The "ideal of universal human rights will also challenge the traditional concept of state sovereignty," it says, citing the case of Augusto Pinochet as illustrating "the evolution of international law toward views that undermine sovereignty." It also cited the invasion of Yugoslavia as another giant leap toward the end of nationhood.
"The campaign in Kosovo was the clearest example in modern times of a major power or alliance intervening militarily in the internal affairs of another sovereign state avowedly on behalf of minority rights," the book approvingly says. Leaders "applaud the erosion of sovereignty over such questions, as well as others."
GLOBAL GOVERNMENT
The book also follows the Bilderberg program for global government by dividing the world into three great regions for the administrative convenience of the UN, which is to emerge as a de jure, as well as de facto, world government. Each region -- the European Union, the American Union and the Asian-Pacific Union -- is to evolve into a single state with a common currency.

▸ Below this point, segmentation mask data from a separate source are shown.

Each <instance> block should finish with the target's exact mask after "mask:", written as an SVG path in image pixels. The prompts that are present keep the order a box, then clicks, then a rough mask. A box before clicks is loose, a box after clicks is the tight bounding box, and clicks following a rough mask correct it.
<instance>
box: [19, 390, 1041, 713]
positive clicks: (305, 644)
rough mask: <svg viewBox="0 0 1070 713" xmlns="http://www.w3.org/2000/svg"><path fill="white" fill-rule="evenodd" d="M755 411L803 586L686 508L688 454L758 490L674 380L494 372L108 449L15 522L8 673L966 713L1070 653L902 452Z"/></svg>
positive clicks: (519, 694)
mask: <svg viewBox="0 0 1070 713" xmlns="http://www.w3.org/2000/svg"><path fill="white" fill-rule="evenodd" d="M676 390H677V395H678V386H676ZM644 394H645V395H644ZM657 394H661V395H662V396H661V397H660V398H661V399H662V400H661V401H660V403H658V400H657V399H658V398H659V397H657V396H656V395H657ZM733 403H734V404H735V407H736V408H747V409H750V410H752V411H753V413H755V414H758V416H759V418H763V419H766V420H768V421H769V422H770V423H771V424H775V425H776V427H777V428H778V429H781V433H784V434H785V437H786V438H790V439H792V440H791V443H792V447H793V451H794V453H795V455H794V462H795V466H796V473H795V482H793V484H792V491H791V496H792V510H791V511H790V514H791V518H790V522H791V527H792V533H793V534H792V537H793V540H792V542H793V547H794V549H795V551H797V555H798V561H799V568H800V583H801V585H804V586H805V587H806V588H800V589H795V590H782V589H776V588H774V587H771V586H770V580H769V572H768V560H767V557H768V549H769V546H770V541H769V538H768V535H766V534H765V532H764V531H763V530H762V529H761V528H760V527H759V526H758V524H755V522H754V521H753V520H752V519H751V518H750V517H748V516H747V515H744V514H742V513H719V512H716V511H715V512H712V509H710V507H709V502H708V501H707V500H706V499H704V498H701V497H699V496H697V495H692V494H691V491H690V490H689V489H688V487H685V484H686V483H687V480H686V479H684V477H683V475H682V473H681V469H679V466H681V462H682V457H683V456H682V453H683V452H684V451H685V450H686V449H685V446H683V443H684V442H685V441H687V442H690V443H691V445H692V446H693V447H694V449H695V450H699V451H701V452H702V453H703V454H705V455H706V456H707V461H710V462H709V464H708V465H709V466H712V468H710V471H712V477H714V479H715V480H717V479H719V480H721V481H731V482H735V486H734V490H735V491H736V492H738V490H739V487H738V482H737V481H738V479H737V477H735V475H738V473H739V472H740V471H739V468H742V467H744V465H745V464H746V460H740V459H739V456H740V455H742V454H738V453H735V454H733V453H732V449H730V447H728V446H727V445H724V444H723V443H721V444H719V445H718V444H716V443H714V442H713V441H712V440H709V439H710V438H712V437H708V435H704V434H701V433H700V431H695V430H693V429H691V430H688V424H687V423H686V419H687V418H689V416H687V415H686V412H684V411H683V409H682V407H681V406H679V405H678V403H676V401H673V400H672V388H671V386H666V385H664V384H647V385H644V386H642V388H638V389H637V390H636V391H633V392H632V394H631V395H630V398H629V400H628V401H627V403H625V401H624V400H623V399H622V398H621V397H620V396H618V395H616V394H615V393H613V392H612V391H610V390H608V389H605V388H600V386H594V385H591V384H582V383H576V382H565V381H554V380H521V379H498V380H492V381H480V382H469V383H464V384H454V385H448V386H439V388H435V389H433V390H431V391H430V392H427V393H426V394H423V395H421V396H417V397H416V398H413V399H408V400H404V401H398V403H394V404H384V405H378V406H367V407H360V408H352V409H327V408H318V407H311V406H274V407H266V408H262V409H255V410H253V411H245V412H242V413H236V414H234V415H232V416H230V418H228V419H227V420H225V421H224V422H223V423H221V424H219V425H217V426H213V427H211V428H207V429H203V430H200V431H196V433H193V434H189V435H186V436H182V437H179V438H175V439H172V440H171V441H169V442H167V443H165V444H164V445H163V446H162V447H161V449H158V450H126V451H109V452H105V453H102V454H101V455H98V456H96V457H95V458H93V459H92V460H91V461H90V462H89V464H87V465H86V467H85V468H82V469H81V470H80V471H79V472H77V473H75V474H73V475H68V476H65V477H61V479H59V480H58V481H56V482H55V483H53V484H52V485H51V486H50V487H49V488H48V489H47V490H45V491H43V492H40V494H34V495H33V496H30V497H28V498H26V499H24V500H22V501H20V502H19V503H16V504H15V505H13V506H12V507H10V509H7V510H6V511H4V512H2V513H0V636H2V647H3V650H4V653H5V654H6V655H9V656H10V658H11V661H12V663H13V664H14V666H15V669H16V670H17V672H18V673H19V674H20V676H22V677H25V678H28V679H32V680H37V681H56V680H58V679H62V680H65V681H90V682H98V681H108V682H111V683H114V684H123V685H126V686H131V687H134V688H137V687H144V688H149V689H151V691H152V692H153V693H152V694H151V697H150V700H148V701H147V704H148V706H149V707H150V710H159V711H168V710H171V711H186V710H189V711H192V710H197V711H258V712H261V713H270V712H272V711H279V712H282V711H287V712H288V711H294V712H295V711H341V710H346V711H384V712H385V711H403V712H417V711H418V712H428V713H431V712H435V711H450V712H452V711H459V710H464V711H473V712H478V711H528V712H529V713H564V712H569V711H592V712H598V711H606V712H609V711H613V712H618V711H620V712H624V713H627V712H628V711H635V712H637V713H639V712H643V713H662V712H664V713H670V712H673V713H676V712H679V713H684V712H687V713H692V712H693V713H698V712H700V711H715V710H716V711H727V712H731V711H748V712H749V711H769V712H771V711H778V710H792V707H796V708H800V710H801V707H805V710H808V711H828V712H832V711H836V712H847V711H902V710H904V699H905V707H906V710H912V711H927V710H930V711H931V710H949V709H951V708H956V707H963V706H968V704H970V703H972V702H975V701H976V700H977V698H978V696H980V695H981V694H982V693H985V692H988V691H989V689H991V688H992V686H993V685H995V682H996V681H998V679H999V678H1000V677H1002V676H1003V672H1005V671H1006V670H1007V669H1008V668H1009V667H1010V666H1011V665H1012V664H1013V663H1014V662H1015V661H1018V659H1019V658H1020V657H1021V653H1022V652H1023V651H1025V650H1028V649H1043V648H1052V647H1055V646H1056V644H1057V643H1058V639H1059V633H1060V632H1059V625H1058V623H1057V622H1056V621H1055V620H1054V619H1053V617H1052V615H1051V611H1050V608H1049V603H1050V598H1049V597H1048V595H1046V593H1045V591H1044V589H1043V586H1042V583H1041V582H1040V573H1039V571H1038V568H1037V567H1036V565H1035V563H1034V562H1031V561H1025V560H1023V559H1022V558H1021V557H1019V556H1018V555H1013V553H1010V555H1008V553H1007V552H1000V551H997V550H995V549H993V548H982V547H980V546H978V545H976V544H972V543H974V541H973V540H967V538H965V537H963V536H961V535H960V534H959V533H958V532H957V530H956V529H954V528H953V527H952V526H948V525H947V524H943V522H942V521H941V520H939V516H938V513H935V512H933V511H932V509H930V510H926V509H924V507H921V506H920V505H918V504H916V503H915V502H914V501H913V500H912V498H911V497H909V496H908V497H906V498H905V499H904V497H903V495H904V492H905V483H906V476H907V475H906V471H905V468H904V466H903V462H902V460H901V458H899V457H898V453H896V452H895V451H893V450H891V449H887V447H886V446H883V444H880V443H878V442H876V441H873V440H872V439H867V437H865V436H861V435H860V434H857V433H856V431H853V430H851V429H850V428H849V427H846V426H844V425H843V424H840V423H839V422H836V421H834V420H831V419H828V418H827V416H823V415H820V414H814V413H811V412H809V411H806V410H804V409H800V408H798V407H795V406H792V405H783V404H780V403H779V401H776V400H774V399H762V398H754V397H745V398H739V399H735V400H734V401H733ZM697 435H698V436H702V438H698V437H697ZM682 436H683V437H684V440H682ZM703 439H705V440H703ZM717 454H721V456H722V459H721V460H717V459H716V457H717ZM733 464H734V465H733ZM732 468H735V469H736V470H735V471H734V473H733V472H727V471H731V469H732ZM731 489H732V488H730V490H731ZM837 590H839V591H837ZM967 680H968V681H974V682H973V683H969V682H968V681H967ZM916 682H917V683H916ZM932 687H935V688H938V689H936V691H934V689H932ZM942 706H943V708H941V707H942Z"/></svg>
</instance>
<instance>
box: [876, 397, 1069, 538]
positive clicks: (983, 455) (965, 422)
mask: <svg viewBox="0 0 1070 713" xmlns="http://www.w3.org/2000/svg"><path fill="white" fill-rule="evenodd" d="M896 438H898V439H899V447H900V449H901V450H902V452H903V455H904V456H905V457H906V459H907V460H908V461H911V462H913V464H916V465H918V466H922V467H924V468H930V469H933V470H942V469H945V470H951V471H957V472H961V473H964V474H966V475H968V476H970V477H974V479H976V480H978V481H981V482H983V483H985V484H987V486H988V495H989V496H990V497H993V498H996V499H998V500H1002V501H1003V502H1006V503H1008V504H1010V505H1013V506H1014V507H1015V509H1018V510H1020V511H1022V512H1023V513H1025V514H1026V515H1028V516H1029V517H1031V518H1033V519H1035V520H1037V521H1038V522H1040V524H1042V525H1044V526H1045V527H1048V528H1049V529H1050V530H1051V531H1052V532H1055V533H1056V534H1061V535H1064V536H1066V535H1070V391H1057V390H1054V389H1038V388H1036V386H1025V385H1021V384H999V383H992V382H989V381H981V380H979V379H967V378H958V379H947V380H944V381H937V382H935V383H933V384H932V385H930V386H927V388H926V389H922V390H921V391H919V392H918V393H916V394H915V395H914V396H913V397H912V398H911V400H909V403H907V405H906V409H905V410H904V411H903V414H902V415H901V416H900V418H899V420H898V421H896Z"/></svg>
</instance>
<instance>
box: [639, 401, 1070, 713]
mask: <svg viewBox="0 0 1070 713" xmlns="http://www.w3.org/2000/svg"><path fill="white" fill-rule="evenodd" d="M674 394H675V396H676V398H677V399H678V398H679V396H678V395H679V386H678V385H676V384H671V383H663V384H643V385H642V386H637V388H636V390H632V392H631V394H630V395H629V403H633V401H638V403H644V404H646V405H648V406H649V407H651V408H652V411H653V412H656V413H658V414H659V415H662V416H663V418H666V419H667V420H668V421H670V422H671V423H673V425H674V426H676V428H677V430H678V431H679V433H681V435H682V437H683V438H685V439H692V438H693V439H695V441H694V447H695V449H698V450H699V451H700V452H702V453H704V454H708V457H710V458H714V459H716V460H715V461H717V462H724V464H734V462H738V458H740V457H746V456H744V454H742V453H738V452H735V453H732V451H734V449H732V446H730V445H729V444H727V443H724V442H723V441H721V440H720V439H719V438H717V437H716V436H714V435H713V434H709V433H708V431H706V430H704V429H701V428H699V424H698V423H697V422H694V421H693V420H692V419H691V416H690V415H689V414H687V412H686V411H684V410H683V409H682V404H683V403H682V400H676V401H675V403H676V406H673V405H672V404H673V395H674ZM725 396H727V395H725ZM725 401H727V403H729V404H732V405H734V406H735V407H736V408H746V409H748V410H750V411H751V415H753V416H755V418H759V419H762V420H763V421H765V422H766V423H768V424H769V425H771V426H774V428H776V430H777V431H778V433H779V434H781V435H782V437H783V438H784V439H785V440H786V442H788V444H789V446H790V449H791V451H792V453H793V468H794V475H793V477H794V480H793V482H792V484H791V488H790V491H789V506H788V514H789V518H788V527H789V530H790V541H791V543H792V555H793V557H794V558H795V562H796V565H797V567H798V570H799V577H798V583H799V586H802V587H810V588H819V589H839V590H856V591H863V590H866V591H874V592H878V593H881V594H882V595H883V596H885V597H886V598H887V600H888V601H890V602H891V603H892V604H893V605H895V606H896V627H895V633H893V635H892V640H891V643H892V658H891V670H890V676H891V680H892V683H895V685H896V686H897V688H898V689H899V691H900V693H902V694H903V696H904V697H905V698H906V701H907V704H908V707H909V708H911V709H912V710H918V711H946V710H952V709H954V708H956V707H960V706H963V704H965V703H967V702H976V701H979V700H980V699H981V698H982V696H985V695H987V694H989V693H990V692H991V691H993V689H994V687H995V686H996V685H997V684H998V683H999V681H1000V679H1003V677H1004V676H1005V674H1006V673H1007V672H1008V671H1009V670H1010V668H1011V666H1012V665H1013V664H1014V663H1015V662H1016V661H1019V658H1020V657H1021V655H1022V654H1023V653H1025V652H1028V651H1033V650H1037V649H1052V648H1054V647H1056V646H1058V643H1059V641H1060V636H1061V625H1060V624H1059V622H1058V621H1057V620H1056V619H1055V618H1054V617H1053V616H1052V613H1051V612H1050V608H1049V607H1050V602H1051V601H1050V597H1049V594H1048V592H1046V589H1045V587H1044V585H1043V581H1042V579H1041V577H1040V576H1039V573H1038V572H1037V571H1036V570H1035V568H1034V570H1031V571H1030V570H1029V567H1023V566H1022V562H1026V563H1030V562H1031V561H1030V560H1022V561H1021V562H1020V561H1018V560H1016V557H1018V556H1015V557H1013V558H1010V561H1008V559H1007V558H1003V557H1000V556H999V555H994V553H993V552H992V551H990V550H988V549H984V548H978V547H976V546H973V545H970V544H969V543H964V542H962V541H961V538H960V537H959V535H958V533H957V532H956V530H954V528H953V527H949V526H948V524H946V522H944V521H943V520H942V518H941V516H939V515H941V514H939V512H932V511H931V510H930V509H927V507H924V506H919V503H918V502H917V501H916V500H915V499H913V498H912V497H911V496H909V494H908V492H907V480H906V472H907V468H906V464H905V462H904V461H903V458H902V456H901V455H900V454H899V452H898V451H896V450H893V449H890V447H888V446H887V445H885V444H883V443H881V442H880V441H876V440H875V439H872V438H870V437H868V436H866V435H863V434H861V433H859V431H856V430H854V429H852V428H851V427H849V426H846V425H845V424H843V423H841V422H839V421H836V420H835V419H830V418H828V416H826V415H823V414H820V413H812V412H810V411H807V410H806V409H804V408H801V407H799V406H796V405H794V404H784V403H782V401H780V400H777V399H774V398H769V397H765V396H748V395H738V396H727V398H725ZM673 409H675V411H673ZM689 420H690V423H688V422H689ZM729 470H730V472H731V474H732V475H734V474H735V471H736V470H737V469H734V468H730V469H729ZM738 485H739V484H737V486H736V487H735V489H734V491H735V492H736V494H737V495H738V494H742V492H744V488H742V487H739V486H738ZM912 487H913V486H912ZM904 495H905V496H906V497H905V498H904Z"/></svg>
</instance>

The book reports with approval the giant steps taken toward each of the goals of regionalization and celebrates the "dollarization" of the Western Hemisphere, which Bilderberg called for at its meeting in Sintra, Portugal, last June.
"In addition to trade integration, the Americas will experience greater monetary integration," the book said. "Proposals for dollarization are being debated by the public and/or private sectors in Argentina, Mexico and El Salvador. Currently, Latin Americans hold a majority of their savings in dollars and 70 percent of banking assets and liabilities are dollar-denominated in Argentina, Bolivia, Peru and Uruguay."
Global trends "indicate that a regional currency bloc is a strong possibility," the book concludes.